Qualcuno vede oggi in giro segni di euforia o stati maniacali? A parte un po’
di schiuma sul Nasdaq non si può dire. Gli utili operativi sull’S&P 500 sono
tornati ai livelli del 1999-2000, ma l’indice è a 1040, non a 1550. E se Bank of
America (una banca dal nome altisonante ma gestita con grandissimo buon
senso e prudenza da uomini della provincia profonda del profondo Sud) si
compra FleetBoston (pagandola generosamente ma facendo una mossa
strategicamente perfetta), tutti la criticano per l’azzardo. Quando per contro i
vari Messier, Bon o Sommer, quattro anni fa, decidevano deliranti acquisizioni
oltreoceano tutti li applaudivano e li incitavano a fare ancora di più, in un
tripudio di pupille dilatate e pulsazioni accelerate.
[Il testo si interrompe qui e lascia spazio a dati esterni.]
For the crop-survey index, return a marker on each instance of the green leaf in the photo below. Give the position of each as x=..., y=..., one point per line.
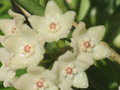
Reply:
x=31, y=6
x=83, y=9
x=73, y=5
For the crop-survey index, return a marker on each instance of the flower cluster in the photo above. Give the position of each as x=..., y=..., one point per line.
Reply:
x=23, y=47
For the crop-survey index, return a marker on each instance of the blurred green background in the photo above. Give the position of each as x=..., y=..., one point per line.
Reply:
x=104, y=74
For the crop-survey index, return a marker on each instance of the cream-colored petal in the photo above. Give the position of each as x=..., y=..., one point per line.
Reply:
x=80, y=29
x=96, y=33
x=6, y=75
x=65, y=85
x=25, y=82
x=67, y=57
x=37, y=22
x=49, y=75
x=80, y=80
x=81, y=65
x=4, y=55
x=52, y=10
x=27, y=32
x=86, y=57
x=18, y=18
x=101, y=51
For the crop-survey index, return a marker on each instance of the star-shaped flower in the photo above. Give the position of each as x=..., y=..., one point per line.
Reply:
x=70, y=72
x=88, y=41
x=54, y=25
x=36, y=80
x=27, y=50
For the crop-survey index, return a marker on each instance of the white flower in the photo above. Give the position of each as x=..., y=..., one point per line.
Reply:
x=70, y=72
x=54, y=25
x=11, y=26
x=6, y=75
x=36, y=80
x=27, y=50
x=88, y=41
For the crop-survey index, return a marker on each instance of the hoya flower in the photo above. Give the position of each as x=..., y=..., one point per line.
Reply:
x=11, y=26
x=6, y=75
x=70, y=72
x=88, y=41
x=54, y=25
x=27, y=50
x=38, y=79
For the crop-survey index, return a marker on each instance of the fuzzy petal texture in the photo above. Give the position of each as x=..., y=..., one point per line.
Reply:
x=11, y=26
x=68, y=69
x=27, y=50
x=51, y=27
x=87, y=42
x=101, y=52
x=80, y=80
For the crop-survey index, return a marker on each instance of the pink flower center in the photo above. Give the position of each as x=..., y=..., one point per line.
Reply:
x=69, y=70
x=40, y=84
x=53, y=26
x=27, y=48
x=13, y=30
x=87, y=44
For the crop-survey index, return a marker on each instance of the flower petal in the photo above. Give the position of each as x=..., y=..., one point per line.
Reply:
x=80, y=29
x=80, y=80
x=52, y=10
x=86, y=57
x=4, y=55
x=96, y=33
x=67, y=57
x=18, y=18
x=101, y=51
x=6, y=75
x=25, y=82
x=65, y=85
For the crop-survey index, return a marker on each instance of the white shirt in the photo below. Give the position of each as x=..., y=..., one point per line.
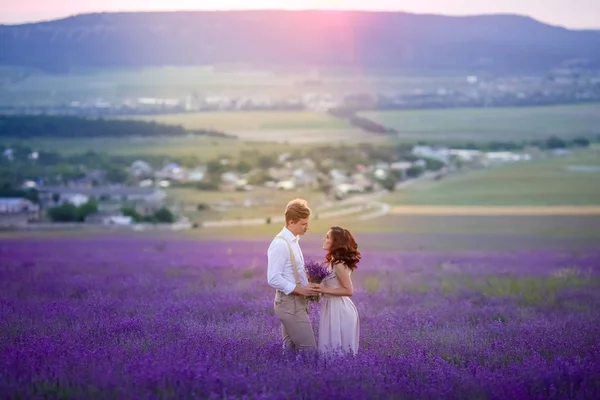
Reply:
x=280, y=274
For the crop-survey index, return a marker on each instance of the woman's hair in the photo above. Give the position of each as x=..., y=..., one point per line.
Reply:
x=343, y=248
x=296, y=210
I pericoli dunque esistono, ma non sono là dove li cerca il mercato. Sono
semmai, come abbiamo visto, nella possibilità che non ripartano gli
investimenti. Sono nel rallentamento imminente della Cina (che provocherà per
inciso un rallentamento del rialzo dei corsi delle materie prime). Sono, in
America, nei programmi di molti candidati democratici alla presidenza (tassare
e spendere come al solito, ma più del solito e soprattutto spendere), di cui i
mercati non sembrano ancora avere preso visione. Sono quei rischi geopolitici
cui si pensa sempre meno.

Sono tutti pericoli che spingeranno la Fed a premere l’acceleratore, se
possibile, ancora più di adesso, non certo a frenare. Per questo avremo ancora
mesi di proficuo carry trade per i bond e di borse in moderato e graduale rialzo.